Farm Blog Written By Nick Kramer
Despite the challenges of alpine farming, tucked away as we are among the High Peaks, a summer stroll through the Treetops and NCS campus reveals a verdant creativity. Our succession of delicate forays into this natural ecosystem has been made by humans passionate about its beauty and excited to figure out ways in which we can seamlessly assimilate our own community into the older, wiser system. As human pressures on our planetary resources engage long-standing conversations about our species’ extractive agricultural tendencies, those of us on the farm agree that it is our job to educate and produce using not just currently prevalent technologies, but also to be a laboratory for emergent—or perhaps long-dormant—approaches to growing and harvesting food.
In the spirit of this common vision, even as annual production continues per usual, we are giving special emphasis this summer to projects involving the introduction of perennial plants, the synthesis of animal grazing and forest management, and the establishment of multi-species ecologies that minimize off-site inputs. To name a few:
- Our pigs are happily grunting their way through a hitherto-unproductive stand of Scotch Pine, asserting their omnivorousness in their consumption of forest greens and ground insects. We farmers, delighted to see their increased vitality and general contentment, are hardly upset by their dwindling reliance on grain, nor its pleasant effect on the farm budget.
- In Dexter Pasture, the sheep and their adopted adolescent billy goat make their way daily through new swaths of grass, preferring to chomp at the top of each stalk, and being sure to leave the woodier, protein-rich cuts for tomorrow’s follow-up team of laying hens. The birds’ appreciation, I’m sure, is not limited to these grassy leftovers, but extends also towards the insect congregations on the sheep’s so graciously-recycled nutrient piles.
- The future site of our forest garden, having just been pig-tilled, is now home to an industrious flock of free-range laying hens whose aptitude for escaping their fencing is surpassed only by their ability to elude capture once they have done so. An armada of potted perennial warriors—seaberries, walking onions, hops, chives, rhubarb, hardy kiwi, etc.—sit on the Meadow House porch, patiently (or so we think) awaiting the day they will follow in the chicken’s footsteps and make their first acquaintance with mother earth.

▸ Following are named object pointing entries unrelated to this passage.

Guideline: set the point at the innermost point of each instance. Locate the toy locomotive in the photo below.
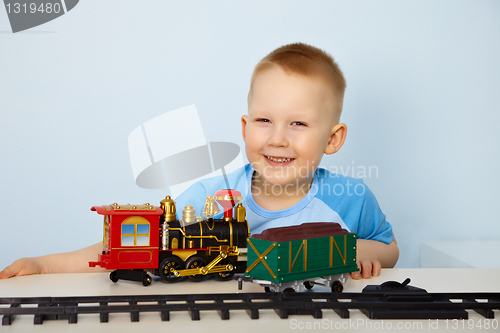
(297, 257)
(144, 238)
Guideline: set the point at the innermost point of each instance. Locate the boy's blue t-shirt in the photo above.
(332, 198)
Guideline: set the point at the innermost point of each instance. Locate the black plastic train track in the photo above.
(391, 300)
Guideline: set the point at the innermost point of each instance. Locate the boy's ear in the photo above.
(244, 119)
(337, 138)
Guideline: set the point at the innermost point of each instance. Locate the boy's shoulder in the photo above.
(338, 189)
(325, 175)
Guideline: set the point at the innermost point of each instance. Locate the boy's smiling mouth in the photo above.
(279, 159)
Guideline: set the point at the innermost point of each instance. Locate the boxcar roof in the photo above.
(302, 231)
(116, 209)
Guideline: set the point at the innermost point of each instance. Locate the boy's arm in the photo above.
(69, 262)
(373, 255)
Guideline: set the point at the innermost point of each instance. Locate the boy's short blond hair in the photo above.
(305, 60)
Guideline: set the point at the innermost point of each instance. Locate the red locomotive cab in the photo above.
(131, 236)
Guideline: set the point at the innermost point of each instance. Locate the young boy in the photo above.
(294, 106)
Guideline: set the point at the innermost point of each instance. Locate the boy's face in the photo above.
(289, 125)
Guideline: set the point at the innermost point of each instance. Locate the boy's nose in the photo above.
(278, 138)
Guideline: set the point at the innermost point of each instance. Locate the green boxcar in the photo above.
(280, 262)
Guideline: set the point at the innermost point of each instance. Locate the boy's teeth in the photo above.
(279, 160)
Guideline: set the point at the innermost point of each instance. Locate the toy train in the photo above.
(144, 238)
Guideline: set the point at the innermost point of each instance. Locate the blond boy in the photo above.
(294, 106)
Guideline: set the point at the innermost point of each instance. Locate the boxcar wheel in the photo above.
(113, 277)
(167, 266)
(337, 287)
(196, 262)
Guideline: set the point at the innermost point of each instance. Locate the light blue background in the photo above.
(422, 105)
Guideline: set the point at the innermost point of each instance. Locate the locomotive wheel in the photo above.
(146, 279)
(196, 262)
(337, 287)
(308, 285)
(225, 276)
(167, 266)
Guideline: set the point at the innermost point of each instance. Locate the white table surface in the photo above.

In every instance, the work that makes possible these exciting projects could not be accomplished without the enthusiastic assistance of our campers. From the constant fence relocation that conducts the aforementioned Dexter Orchestra, to the ceaseless diligence of those at Waiter’s Bell in reporting escaped hens, it is evident that without the help of all hands in our community, big or small, operations here on the farm would come to a scraping halt. We are blessed to have the entirety of both camps once each week for Community Morning, and then marvel at the expediency with which otherwise Sisyphean tasks come to a speedy conclusion.
As for myself, I am continually surprised and humbled by the thoughtfulness with which a 9-year-old can assume responsibility and concern for the well-being of an ewe twice their weight. I’m thankful that we have campers present to co-author this chapter in our farm’s story, and that I’m sometimes afforded a glimpse at the proceedings through their eyes. It helps to remind us why we do what we do, and it truly is a gift not all farmers receive.